Мы не ждем лифт, а поднимаемся в родильное отделение по лестнице. Бежим по коридору к палате Розмари, но в ней никого нет. Медсестра отправляет нас к палате новорожденных, откуда приносили Марию Грейс. Сквозь стекло я вижу, как мой брат и его жена обнимают друг друга. Рядом с ними стоит доктор. Мы открываем дверь. Мама плачет навзрыд. Папа пытается успокоить ее, но разве могут слова утешить.

На Розмари просто лица нет, у нее такие пустые глаза, что я отвожу взгляд. Роберто плачет, он раздавлен горем и никак не может понять, как это произошло. Никто из нас не понимает. Я подхожу к доктору и беру его за руку.

– Что случилось с ребенком? – спрашиваю его я. Доктор, верно, уже рассказал все Розмари и Роберто.

Ему придется объяснять это снова, когда из Бруклина приедут Ланселатти, но он терпеливо поворачивается к нам:

– Медсестра вызвала меня сюда. Мария Грейс тяжело дышала. Я тщательно осмотрел ее и обнаружил, что сердце сокращается все реже. Я велел дать ей кислород, но это не помогло. Ее сердце не выдержало. Мы пытались реанимировать ее, но безрезультатно. Не могу объяснить, что произошло. Она была крошечной, но это не имеет к ее смерти никакого отношения. Скорее всего, у нее был врожденный порок сердца, мы с этим ничего не могли поделать.

Роберто внезапно кидается на доктора, но папа преграждает ему путь и крепко обнимает.

– Сын мой, – говорит он. – Сын. Папа тоже начинает плакать.

Мама обнимает невестку. Руки Розмари беспомощно висят вдоль тела. Она закрывает глаза, словно надеется, что когда снова их откроет, этот ночной кошмар растает. Мария Грейс Сартори умерла в 3 часа 32 минуты 23 февраля 1951 года. Она не прожила и двух недель.

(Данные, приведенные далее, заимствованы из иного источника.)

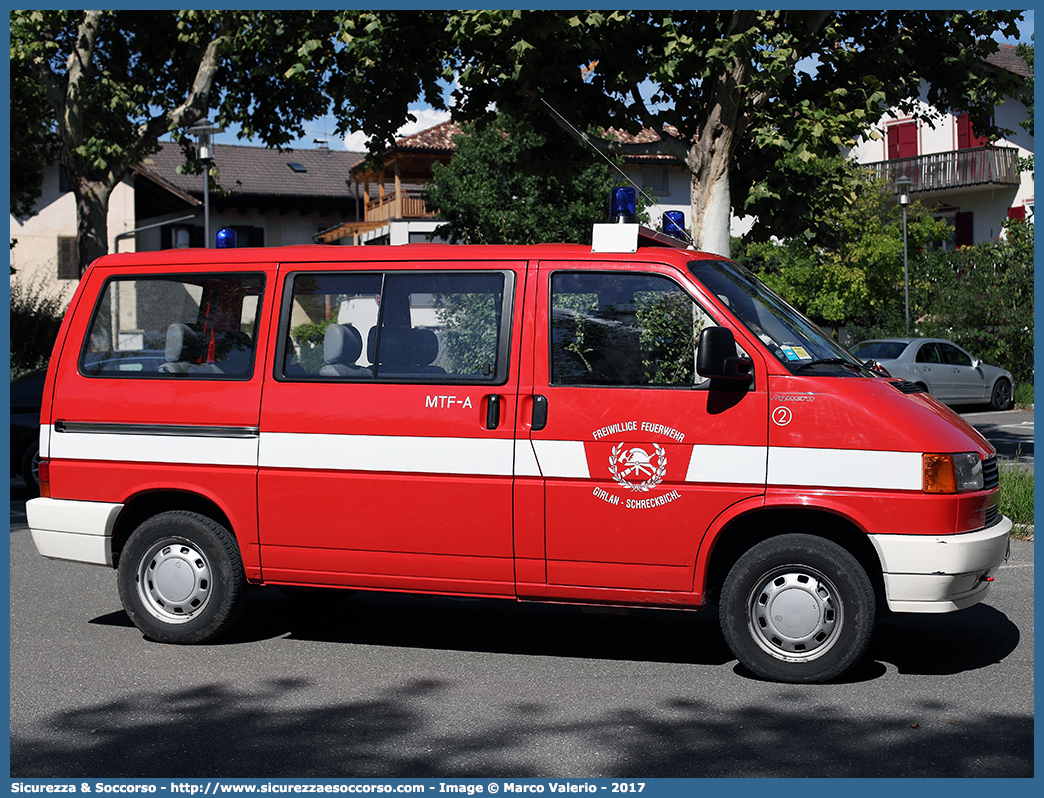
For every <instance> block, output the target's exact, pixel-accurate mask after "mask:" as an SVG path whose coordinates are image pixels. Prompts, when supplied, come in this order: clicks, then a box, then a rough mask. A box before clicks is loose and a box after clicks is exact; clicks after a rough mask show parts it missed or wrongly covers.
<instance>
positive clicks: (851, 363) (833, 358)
mask: <svg viewBox="0 0 1044 798" xmlns="http://www.w3.org/2000/svg"><path fill="white" fill-rule="evenodd" d="M813 366H847V367H848V368H850V369H853V370H854V371H862V369H861V367H859V366H858V365H856V363H854V362H852V361H851V360H849V359H846V358H844V357H821V358H820V359H818V360H812V361H810V362H807V363H802V365H801V366H799V367H798V371H801V370H802V369H811V368H812V367H813Z"/></svg>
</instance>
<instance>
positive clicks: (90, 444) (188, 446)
mask: <svg viewBox="0 0 1044 798" xmlns="http://www.w3.org/2000/svg"><path fill="white" fill-rule="evenodd" d="M48 438H49V440H50V456H51V457H53V459H55V460H103V461H116V462H121V463H198V464H200V465H215V466H254V465H256V464H257V462H258V440H257V438H212V437H193V436H172V435H114V433H108V432H55V431H54V430H53V429H50V430H49V433H48Z"/></svg>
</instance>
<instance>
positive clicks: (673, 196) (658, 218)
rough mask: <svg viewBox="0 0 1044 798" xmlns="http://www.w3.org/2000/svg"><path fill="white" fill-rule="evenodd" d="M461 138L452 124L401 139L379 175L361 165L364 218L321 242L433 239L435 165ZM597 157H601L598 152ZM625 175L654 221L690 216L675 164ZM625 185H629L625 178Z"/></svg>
mask: <svg viewBox="0 0 1044 798" xmlns="http://www.w3.org/2000/svg"><path fill="white" fill-rule="evenodd" d="M459 135H460V127H459V125H457V123H456V122H454V121H452V120H448V121H445V122H442V123H441V124H436V125H434V126H433V127H429V128H427V130H424V131H421V132H419V133H416V134H413V135H411V136H405V137H403V138H401V139H398V140H397V141H396V143H395V146H394V147H392V148H389V149H388V150H387V151H385V152H384V154H383V155H382V157H381V168H380V169H379V170H375V169H373V168H372V167H369V166H366V165H365V164H360V165H359V166H358V167H356V169H354V170H353V173H352V179H353V181H354V182H355V183H356V185H358V186H359V188H360V191H361V194H362V197H363V207H364V217H363V219H361V220H360V221H357V222H348V224H345V225H340V226H337V227H333V228H330V229H329V230H327V231H325V232H324V233H323V234H321V235H319V236H318V237H317V238H316V240H318V241H322V242H324V243H345V242H348V240H349V239H351V242H353V243H364V244H371V243H408V242H410V241H422V240H430V239H431V238H432V234H433V232H434V230H435V229H436V228H437V227H438V225H440V224H441V222H440V221H438V219H436V218H435V217H434V215H433V214H432V213H431V212H430V211H428V210H427V209H426V207H425V204H424V193H425V187H426V186H427V185H428V184H429V183H430V182H431V180H432V168H431V167H432V165H433V164H434V163H435V162H440V163H449V161H450V160H451V159H452V157H453V148H454V139H455V137H457V136H459ZM608 135H610V136H612V137H613V138H614V139H616V140H617V141H624V142H635V143H645V142H650V141H656V140H658V139H659V136H657V134H656V133H655V132H652V131H643V132H641V133H639V134H638V135H631V134H626V133H623V132H620V131H616V130H613V128H611V130H610V131H609V132H608ZM591 155H592V158H600V156H598V155H597V154H596V152H594V151H592V154H591ZM624 172H625V173H626V174H627V177H628V178H631V180H633V181H634V183H635V184H637V185H638V186H641V187H642V189H643V190H644V191H645V193H646V194H648V195H649V197H650V200H652V202H654V205H652V207H650V208H649V214H650V217H651V218H654V219H659V218H660V217H661V216H662V215H663V212H665V211H668V210H681V211H683V212H684V213H685V214H686V216H688V213H689V179H688V172H687V171H686V170H685V169H684V167H683V166H682V165H681V164H679V163H678V162H677V161H675V160H674V159H671V158H666V157H662V156H637V157H627V158H626V160H625V164H624ZM620 182H621V184H622V185H626V181H625V180H624V179H623V178H621V179H620ZM592 221H594V220H592Z"/></svg>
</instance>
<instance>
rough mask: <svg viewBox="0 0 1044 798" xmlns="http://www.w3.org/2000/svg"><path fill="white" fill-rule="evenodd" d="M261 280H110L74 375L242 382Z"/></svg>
mask: <svg viewBox="0 0 1044 798" xmlns="http://www.w3.org/2000/svg"><path fill="white" fill-rule="evenodd" d="M263 286H264V277H263V275H255V274H246V275H238V274H236V275H168V276H162V277H127V278H118V279H112V280H110V281H109V282H108V283H106V284H105V286H104V287H103V288H102V290H101V295H100V298H99V301H98V304H97V306H96V307H95V309H94V315H93V318H92V320H91V326H90V328H89V333H88V337H87V341H85V342H84V347H82V350H81V353H80V360H79V369H80V373H82V374H85V375H87V376H91V377H153V378H160V379H172V378H185V377H189V378H200V377H201V378H210V379H222V378H239V379H244V378H250V376H251V375H252V374H253V371H254V351H255V348H256V345H257V321H258V315H259V311H260V308H261V296H262V289H263Z"/></svg>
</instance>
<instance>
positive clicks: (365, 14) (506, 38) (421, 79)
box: [309, 9, 1021, 254]
mask: <svg viewBox="0 0 1044 798" xmlns="http://www.w3.org/2000/svg"><path fill="white" fill-rule="evenodd" d="M1020 17H1021V14H1020V13H1019V11H996V10H981V11H980V10H975V11H942V10H908V9H907V10H870V11H868V10H864V9H857V10H837V11H829V10H811V11H808V10H760V11H759V10H679V11H670V13H666V11H656V10H636V11H612V13H600V11H579V13H577V11H548V10H460V11H423V13H418V11H345V13H341V14H340V15H338V22H339V25H340V30H339V33H338V37H337V40H336V43H335V45H334V46H332V47H330V48H322V47H319V48H316V49H315V50H314V51H312V52H311V53H310V54H309V57H310V58H312V60H313V62H314V64H313V66H312V68H313V69H316V70H317V71H319V72H323V71H325V70H330V71H331V73H333V74H336V79H335V81H334V84H333V85H332V86H331V93H332V96H333V97H334V99H335V102H336V107H337V109H338V114H339V117H340V120H341V124H342V126H343V127H345V128H346V130H359V128H361V130H363V131H365V132H366V133H370V134H372V136H373V138H372V140H371V146H372V148H373V150H374V151H375V152H376V151H380V149H382V148H383V147H385V146H386V145H387V144H389V143H390V141H392V136H393V134H394V132H395V131H396V130H397V128H398V126H399V125H400V124H401V123H402V122H403V121H405V119H406V116H407V113H408V112H407V111H406V103H408V102H409V101H411V99H412V97H414V96H416V95H417V93H418V91H419V90H423V91H424V93H425V96H426V98H427V99H428V101H429V102H431V101H433V100H434V102H433V104H435V105H436V107H437V105H440V104H441V99H440V98H438V97H437V96H436V95H437V92H436V91H434V88H435V87H432V85H431V81H432V79H433V78H434V77H436V76H438V77H443V78H446V79H450V80H454V81H455V86H456V89H455V91H454V92H453V95H454V102H455V104H454V110H453V113H454V115H455V116H456V117H457V118H459V119H462V120H476V121H480V122H489V121H491V120H492V119H493V117H494V114H495V112H494V111H493V110H492V109H493V108H496V109H497V110H498V111H500V112H503V113H506V114H508V115H511V116H514V117H517V118H525V119H526V120H528V121H530V122H531V123H533V124H536V125H545V126H550V125H553V124H559V123H563V122H562V119H561V118H559V117H556V116H554V115H553V114H552V113H551V112H550V111H549V109H551V108H553V109H555V110H556V111H557V112H561V114H563V115H564V116H565V117H566V118H568V119H569V120H571V121H572V123H573V124H575V125H576V127H579V128H580V130H582V131H584V132H585V133H589V132H591V131H597V130H608V128H610V127H613V126H615V127H617V128H619V130H625V131H627V132H630V133H637V132H638V131H639V130H640V128H642V127H651V128H652V130H656V131H662V132H663V136H662V139H661V141H659V142H656V143H649V144H621V143H619V142H614V141H609V140H601V139H597V137H592V140H595V139H597V140H596V141H595V143H597V145H598V146H599V147H601V148H602V149H604V150H606V151H610V152H615V154H619V155H622V154H631V155H652V154H657V155H666V156H670V157H672V158H674V159H677V161H678V162H679V163H682V164H685V165H686V167H687V168H688V170H689V173H690V178H691V190H690V196H691V197H692V211H691V221H692V228H693V233H694V238H695V240H696V244H697V247H699V248H701V249H707V250H710V251H712V252H718V253H721V254H728V250H729V237H728V235H729V234H728V230H729V216H730V211H731V210H732V209H733V208H735V209H736V210H738V211H741V212H746V213H751V214H755V215H757V216H758V218H759V229H760V231H761V235H762V237H763V238H768V237H769V236H773V235H783V236H788V235H793V234H797V233H800V232H801V230H800V229H794V225H796V224H797V222H798V221H799V219H800V213H796V211H797V208H796V207H794V204H793V203H789V202H781V198H782V197H783V195H784V189H785V187H786V186H787V185H788V184H789V175H787V174H786V173H785V171H784V170H783V169H782V168H781V165H783V164H785V163H787V162H788V158H789V157H790V156H793V157H796V158H797V159H799V160H802V161H808V160H810V159H811V158H812V157H813V156H816V155H832V154H837V152H840V151H841V150H844V149H845V147H847V146H849V145H850V144H851V142H852V140H853V139H854V138H855V137H856V136H858V135H861V134H862V133H863V132H864V131H865V130H867V128H868V127H869V126H870V125H871V124H873V123H874V122H876V121H877V119H878V117H879V116H880V113H881V109H882V108H887V107H893V108H898V109H901V110H902V111H904V112H909V113H912V114H918V113H922V111H921V109H920V107H918V105H917V104H916V103H915V102H913V100H915V98H917V96H918V94H919V91H920V88H921V86H922V81H924V85H926V86H927V87H928V90H927V91H928V96H927V98H926V99H927V100H928V102H929V103H931V104H932V105H933V107H935V108H936V109H939V110H941V111H946V110H956V111H960V112H964V111H968V112H969V113H970V114H971V115H972V117H973V122H974V123H975V125H976V130H981V131H987V132H989V133H991V134H994V133H996V132H997V131H996V127H995V125H994V122H993V120H992V113H993V107H994V105H995V104H996V103H997V102H998V101H999V100H1000V99H1001V98H1002V97H1004V96H1010V95H1011V94H1012V93H1013V92H1014V91H1015V90H1016V80H1015V79H1014V77H1013V76H1011V75H1007V74H1006V73H1003V72H998V71H992V70H989V69H987V68H986V65H984V63H983V58H984V57H986V56H987V55H988V54H990V53H991V52H994V51H996V49H997V43H996V42H995V41H994V39H993V37H994V33H996V32H998V31H1001V32H1004V33H1010V34H1014V33H1016V32H1017V30H1016V27H1015V23H1016V21H1017V20H1018V19H1020ZM808 64H811V65H813V66H811V67H810V68H809V69H808V70H803V69H799V65H802V66H803V65H808ZM643 85H650V86H652V87H654V91H652V93H651V95H649V96H644V97H643V96H642V94H641V93H640V91H639V87H640V86H643ZM737 167H739V168H737Z"/></svg>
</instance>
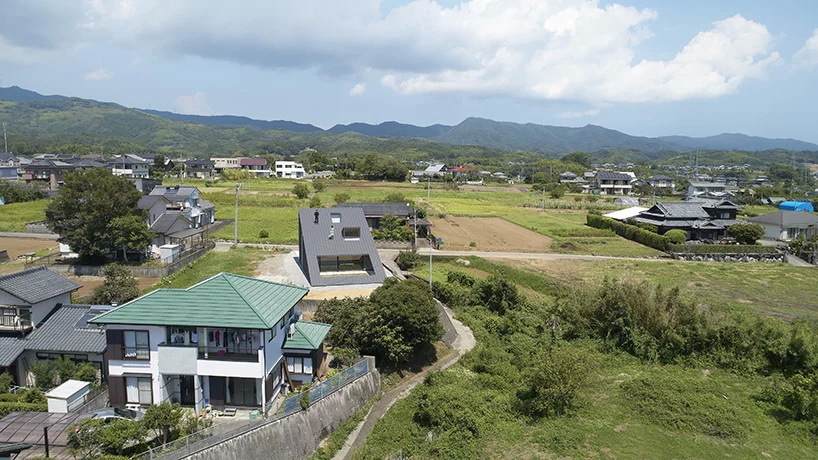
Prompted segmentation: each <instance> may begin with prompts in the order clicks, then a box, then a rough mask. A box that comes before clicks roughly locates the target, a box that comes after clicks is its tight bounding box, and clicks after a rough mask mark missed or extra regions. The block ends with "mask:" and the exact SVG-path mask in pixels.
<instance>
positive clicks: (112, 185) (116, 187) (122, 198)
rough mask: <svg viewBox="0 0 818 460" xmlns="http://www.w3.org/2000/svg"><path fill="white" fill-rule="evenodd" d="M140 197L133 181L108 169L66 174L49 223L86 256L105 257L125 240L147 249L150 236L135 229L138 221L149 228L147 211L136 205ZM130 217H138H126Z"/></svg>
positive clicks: (51, 206)
mask: <svg viewBox="0 0 818 460" xmlns="http://www.w3.org/2000/svg"><path fill="white" fill-rule="evenodd" d="M141 196H142V195H141V193H139V190H137V189H136V187H134V185H133V183H132V182H131V181H129V180H128V179H125V178H122V177H117V176H114V175H112V174H111V173H110V172H109V171H108V170H106V169H103V168H94V169H88V170H85V171H77V172H75V173H72V174H69V175H67V176H66V177H65V184H64V185H63V186H62V187H61V188H60V194H59V196H58V197H57V198H56V199H54V201H52V202H51V203H50V204H49V205H48V207H47V208H46V210H45V218H46V224H47V225H48V228H49V229H51V230H52V231H53V232H54V233H58V234H59V235H60V239H59V241H60V242H61V243H65V244H67V245H69V246H71V249H72V250H73V251H75V252H76V253H77V254H79V255H80V256H81V257H84V258H91V259H98V260H99V259H103V258H105V257H106V256H108V255H109V254H112V253H115V252H116V250H117V249H120V248H121V247H122V244H123V243H126V245H129V249H132V250H144V249H146V248H147V246H148V244H150V239H149V238H146V235H147V234H146V233H144V232H139V231H136V230H135V227H136V226H137V225H135V222H136V221H137V220H141V222H142V223H141V225H142V226H145V227H146V228H147V224H146V223H145V222H144V218H145V211H144V210H141V209H139V208H138V207H137V203H138V202H139V198H140V197H141ZM128 217H134V218H135V219H126V220H123V219H124V218H128Z"/></svg>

Думаю, что второго столь же ужасного дня, как похороны мой племянницы, в моей жизни не будет. Каждое слово, которое на проповеди о воскрешении произносит отец Абруцци с кафедры нашей капеллы Святой Девы Марии из Помпеи, звучит фальшиво. Небеса, покой, которым исполнено сердце Христа для тех, кто любит его, и фантазии о том, что ребенок счастлив в нежных руках Святой Девы, звучат пустыми обещаниями, которые люди дают в отчаянии. Я не верю ему. Так мучительно, когда умирает ребенок, но еще хуже – когда начинают искать виновных. Кто в этом виноват? Доктор? Больница? Мать и ее молоко? Обстоятельства, при которых Мария Грейс была зачата? Что толку гадать, пытаясь понять волю Бога.